The release comes with a sleeve-packaged CD of the film’s soundtrack. Despite the Talking Heads LP True Stories and a later release called Sounds from True Stories, this is the first time the film’s soundtrack has been completely compiled. As grateful as I am for it, it is weird that, in the year 2018, it is only released on CD. I would’ve expected Criterion, like Grasshopper with their Bertrand Bonello vinyl, accompanied it with a digital download code.

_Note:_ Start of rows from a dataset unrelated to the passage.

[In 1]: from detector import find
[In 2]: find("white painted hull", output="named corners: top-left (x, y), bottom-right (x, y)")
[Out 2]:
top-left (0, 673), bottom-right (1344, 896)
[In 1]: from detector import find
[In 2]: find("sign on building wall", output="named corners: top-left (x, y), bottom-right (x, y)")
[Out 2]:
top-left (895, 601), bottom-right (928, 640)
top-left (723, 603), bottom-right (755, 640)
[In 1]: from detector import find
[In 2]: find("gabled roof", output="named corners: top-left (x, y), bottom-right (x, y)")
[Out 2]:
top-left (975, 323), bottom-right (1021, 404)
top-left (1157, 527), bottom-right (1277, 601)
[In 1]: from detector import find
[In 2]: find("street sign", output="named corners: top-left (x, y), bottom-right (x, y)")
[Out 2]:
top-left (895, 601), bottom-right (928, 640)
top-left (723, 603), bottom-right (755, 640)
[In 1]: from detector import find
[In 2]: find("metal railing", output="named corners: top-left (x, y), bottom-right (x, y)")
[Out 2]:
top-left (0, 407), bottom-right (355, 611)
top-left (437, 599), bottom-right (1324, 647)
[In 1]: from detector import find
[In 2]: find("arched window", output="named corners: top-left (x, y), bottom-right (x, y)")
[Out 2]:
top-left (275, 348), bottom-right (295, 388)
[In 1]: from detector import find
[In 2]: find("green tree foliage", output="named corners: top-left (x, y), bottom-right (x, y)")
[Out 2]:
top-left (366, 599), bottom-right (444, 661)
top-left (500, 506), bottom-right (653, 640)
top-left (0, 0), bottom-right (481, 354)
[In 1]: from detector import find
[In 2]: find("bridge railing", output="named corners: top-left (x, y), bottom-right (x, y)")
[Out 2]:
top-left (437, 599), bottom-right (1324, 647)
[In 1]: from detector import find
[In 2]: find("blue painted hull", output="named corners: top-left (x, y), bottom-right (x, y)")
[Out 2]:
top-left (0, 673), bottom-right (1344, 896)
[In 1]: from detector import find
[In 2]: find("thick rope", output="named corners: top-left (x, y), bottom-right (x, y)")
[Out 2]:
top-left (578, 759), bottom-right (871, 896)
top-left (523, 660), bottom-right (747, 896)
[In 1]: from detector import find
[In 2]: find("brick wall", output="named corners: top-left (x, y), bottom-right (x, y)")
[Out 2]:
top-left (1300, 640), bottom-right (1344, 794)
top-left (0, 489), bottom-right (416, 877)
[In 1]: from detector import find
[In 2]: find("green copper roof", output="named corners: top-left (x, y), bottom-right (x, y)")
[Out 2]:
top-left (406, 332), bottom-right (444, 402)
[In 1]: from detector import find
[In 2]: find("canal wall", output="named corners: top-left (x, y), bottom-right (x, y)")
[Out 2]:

Anyway, I put the disc in my only CD player, the one in my car, and drove around with it on loop for a week. Listening to the soundtrack isolated from the film, beyond just a joy, was useful in confirming the film’s adjacency to Godfrey Reggio’s 1982 essay film Koyaanisqatsi , scored by Philip Glass . They’re distinctly different films, but both narratively strange, music-forward, postmodern films about civic arrangement, consumerism and landscapes, and some of the instrumental music of True Stories momentarily skews toward a rhythm recalling Glass’ inimitable sound. A few of the instrumental tracks also sound like a precursor to Belle & Sebastian’s score of Todd Solondz’s 2001 film Storytelling .

True Stories: Conclusion

Criterion’s package also comes with a beautiful miniature newspaper, in lieu of a booklet, that contains a couple new essays, an archival essay from Gray and new and archival work from Byrne. True Stories was a film that was in dire need of resuscitating in HD, and in the process of doing so, Criterion has put out one of their most creative sets to date, aptly matching the eccentric register of Byrne’s masterpiece.

True Stories is now available from the Criterion Collection.